What Should the Relative Humidity Level Be in my House

Relative Humidity Level Be in my House

We all know that feeling of wet summer heat that hits you like a wall and makes everyone feel groggy all day. Mother Nature can be a bit harsh this time of year, but by controlling moisture levels within your home, you can stay comfortable and reduce structural damage due to high humidity. While your air conditioner may control relative humidity to a certain degree, if you have an older model, or one that’s oversized for your home, you may need extra help with dehumidification.

Measuring levels

A hygrometer is a simple, inexpensive tool that can be used to measure “relative humidity” within your home, which is the amount of moisture the air can hold at a given temperature. It is recommended that relative humidity stays between 35 and 45 percent for an interior temperature of 70 degrees (lower in winter months). However, every home is as different as the people who live in it, and a personal inspection can be even more useful than a hygrometer.

Reducing relative humidity

If you notice fog or vapor forming on your windows, your house is probably too humid. Too much moisture in a home doesn’t just cause discomfort; it can also damage property. Mold growth is all too common in such environments, which can cause odors and raise health concerns. Wooden objects, such as acoustic musical instruments, can become warped beyond repair if they are left sitting in a humid space for too long.

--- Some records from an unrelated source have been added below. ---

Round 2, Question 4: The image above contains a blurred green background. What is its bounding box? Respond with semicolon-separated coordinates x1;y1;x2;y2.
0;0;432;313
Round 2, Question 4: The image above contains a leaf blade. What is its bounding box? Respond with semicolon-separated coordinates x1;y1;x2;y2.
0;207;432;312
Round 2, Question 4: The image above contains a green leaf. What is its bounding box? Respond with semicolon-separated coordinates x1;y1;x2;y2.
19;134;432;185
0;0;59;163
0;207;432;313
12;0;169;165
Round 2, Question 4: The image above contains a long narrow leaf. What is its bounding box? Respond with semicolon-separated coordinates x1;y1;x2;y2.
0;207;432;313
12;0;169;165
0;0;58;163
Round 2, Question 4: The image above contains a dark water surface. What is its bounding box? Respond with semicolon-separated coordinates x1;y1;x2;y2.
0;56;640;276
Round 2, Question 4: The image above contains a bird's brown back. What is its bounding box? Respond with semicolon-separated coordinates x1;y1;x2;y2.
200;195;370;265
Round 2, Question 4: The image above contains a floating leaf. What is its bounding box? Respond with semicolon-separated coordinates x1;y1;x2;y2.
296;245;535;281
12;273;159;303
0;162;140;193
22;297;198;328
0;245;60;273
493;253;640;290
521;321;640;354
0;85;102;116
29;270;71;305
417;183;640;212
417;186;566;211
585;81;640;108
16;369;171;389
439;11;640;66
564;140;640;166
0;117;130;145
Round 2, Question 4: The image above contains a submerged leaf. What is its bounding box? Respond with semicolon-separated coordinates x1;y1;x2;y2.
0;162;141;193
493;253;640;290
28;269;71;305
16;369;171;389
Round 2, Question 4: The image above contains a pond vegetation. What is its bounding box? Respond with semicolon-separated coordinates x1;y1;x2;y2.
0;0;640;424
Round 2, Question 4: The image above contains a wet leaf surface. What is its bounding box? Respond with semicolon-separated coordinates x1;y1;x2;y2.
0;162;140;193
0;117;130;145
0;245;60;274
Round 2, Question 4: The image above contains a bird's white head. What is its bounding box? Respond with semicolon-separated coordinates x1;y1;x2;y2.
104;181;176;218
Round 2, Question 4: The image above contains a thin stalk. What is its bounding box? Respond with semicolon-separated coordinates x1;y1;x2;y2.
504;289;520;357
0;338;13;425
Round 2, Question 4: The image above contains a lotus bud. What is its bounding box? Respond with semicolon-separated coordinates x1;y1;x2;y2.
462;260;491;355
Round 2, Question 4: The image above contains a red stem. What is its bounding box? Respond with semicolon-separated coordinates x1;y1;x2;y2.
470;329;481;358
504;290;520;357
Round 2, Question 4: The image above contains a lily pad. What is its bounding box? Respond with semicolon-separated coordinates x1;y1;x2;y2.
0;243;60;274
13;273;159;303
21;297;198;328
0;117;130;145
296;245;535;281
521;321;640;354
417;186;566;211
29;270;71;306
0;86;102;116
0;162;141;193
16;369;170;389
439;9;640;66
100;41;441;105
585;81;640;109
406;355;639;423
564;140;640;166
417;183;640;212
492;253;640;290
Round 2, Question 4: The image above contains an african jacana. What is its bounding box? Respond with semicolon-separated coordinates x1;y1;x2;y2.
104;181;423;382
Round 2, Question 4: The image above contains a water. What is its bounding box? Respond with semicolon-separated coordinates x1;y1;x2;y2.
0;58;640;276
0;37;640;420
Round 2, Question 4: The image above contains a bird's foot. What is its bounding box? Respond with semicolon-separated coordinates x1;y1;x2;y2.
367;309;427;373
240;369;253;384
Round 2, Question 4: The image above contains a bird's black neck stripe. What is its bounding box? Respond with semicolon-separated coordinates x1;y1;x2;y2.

Portable dehumidifiers go a long way toward reducing moisture in troublesome rooms, such as a musty basement. However, if your entire home experiences a lot of moisture in the air, consider a whole-home dehumidifier, which can be incorporated into your air conditioning system and can self-monitor moisture levels.

Adding humidity

Thankfully, Floridians don’t often need to worry about low humidity, which can cause dry, chapped lips, and can even crack wall paint and wooden furniture over time. Humidifiers can help rectify this nuisance.